Ewald Mataré. Das plastische Werk

Apr 01, 2025 at 10:01 89

Ewald Mataré (1887–1965) verstarb am 29. März vor 60 Jahren. Er gehört zu den bedeutendsten Bildhauern seiner Generation in Deutschland. Mit dem Ziel, Malerei zu studieren, besuchte er zu Beginn des 20. Jahrhunderts die Kunsthochschule in Berlin, bevor er Anfang der 1920er-Jahre zur Plastik fand. Seine Arbeiten waren geprägt durch abstrakte Formen und eine Vorliebe für kostbare Holzarten. In den beiden Jahrzehnten nach dem Zweiten Weltkrieg fand sein Werk internationale Anerkennung. Zudem wurde er von der britischen Militärregierung bereits 1945 als Professor an die Staatliche Akademie Düsseldorf zurückberufen. Er wurde gar Direktor, doch seine Reformvorschläge stiessen auf Ablehnung. Nach wenigen Monaten trat er noch in jenem Jahr als Akademiedirektor zurück. Er blieb dort jedoch weiterhin Lehrer. Zu seinen Schülern gehörte ein gewisser Joseph Beuys, der danach künstlerisch allerdings einen anderen Weg ging.
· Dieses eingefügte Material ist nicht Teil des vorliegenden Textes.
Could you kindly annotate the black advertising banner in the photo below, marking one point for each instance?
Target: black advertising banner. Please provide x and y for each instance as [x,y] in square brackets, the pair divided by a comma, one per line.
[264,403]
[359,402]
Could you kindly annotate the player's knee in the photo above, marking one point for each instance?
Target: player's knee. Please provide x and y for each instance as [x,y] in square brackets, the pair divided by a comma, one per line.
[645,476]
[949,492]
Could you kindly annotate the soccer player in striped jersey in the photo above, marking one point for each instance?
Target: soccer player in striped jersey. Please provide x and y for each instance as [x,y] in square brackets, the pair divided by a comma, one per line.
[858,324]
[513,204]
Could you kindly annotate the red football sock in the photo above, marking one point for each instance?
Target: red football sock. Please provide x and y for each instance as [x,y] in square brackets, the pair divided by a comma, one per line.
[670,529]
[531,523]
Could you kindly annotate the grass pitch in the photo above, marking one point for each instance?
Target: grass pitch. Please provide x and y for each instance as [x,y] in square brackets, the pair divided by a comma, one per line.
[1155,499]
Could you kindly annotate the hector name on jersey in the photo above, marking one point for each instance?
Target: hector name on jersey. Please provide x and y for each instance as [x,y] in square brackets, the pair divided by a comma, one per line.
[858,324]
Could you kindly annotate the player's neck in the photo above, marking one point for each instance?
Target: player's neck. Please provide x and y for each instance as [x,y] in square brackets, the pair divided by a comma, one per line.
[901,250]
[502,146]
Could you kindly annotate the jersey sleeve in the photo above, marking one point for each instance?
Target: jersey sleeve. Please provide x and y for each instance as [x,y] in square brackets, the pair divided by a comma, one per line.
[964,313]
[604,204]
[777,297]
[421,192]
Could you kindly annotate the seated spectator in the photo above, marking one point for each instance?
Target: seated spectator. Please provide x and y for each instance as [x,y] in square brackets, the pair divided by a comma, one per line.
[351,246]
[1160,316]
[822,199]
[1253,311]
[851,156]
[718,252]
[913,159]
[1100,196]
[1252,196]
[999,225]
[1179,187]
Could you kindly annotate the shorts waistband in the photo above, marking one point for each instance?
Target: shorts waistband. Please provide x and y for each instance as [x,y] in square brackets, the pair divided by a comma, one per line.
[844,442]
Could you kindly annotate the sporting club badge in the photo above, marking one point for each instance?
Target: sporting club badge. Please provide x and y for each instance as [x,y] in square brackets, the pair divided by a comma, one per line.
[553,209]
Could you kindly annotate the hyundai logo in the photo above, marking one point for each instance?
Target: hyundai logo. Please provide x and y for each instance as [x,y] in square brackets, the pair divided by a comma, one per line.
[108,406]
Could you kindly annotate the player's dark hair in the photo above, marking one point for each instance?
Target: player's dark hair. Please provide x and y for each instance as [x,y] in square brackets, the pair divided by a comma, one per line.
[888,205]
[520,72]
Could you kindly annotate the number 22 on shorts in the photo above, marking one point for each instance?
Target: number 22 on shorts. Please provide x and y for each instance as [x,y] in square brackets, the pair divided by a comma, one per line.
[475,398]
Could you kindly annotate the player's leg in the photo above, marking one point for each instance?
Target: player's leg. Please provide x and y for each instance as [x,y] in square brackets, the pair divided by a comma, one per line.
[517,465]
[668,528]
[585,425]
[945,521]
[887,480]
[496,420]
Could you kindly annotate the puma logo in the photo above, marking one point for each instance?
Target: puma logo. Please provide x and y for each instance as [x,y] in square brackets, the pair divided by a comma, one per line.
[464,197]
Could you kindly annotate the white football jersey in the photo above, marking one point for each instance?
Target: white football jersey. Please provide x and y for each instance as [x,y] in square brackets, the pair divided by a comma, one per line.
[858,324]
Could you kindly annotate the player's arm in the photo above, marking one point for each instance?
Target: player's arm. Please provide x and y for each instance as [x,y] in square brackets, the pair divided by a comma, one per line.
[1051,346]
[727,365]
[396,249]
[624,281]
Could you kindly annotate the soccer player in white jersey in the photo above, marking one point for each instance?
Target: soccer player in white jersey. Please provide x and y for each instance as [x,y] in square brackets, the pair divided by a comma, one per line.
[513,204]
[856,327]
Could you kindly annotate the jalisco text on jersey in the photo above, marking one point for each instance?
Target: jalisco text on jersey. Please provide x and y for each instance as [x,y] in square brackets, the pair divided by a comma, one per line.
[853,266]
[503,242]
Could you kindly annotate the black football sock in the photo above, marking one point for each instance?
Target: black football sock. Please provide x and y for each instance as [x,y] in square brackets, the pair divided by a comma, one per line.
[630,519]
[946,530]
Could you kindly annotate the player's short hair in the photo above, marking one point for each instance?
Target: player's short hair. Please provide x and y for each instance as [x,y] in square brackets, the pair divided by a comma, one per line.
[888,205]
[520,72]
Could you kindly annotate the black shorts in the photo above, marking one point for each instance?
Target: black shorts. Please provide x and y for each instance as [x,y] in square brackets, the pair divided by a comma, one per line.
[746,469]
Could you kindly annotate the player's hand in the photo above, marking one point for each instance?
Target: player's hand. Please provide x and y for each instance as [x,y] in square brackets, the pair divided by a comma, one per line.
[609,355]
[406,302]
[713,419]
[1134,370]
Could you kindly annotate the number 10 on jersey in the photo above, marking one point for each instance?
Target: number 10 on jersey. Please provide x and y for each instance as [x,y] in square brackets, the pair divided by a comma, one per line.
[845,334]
Matarés Tierplastiken sind bis heute Publikumslieblinge in bedeutenden Museen. Zahlreiche öffentliche Aufträge wie beispielsweise die Türen für die Friedenskirche in Hiroshima oder die Bronzetüren für das Südportal des Kölner Doms festigten in der Nachkriegszeit seinen Ruhm.

Der Ewald Mataré-Catalogue raisonné des plastischen Werks erschien erstmals 1987 (zweite Auflage 1994) anlässlich des 100. Geburtstages des Künstlers im Zusammenhang mit einer umfassenden Ausstellung seines bildhauerischen Werks. In Zusammenarbeit mit Guido de Werd legte die Autorin des ursprünglichen Werkkatalogs, die Kunsthistorikerin Sabine Maja Schilling, im Dezember 2024 eine überarbeitete und ergänzte Neuauflage des Standardwerks vor, das mit zumeist neuen und grossformatigen Abbildungen und neu 645 statt der bisherigen 589 Positionen eine deutliche Verbesserung bringt. Die Texte stammen von Harald Kunde, Wilfried Röth, Sabine Maja Schilling und Guido de Werd. Neben den abgebildeten Kunstwerken dokumentieren viele weitere Fotos das Leben des Künstlers.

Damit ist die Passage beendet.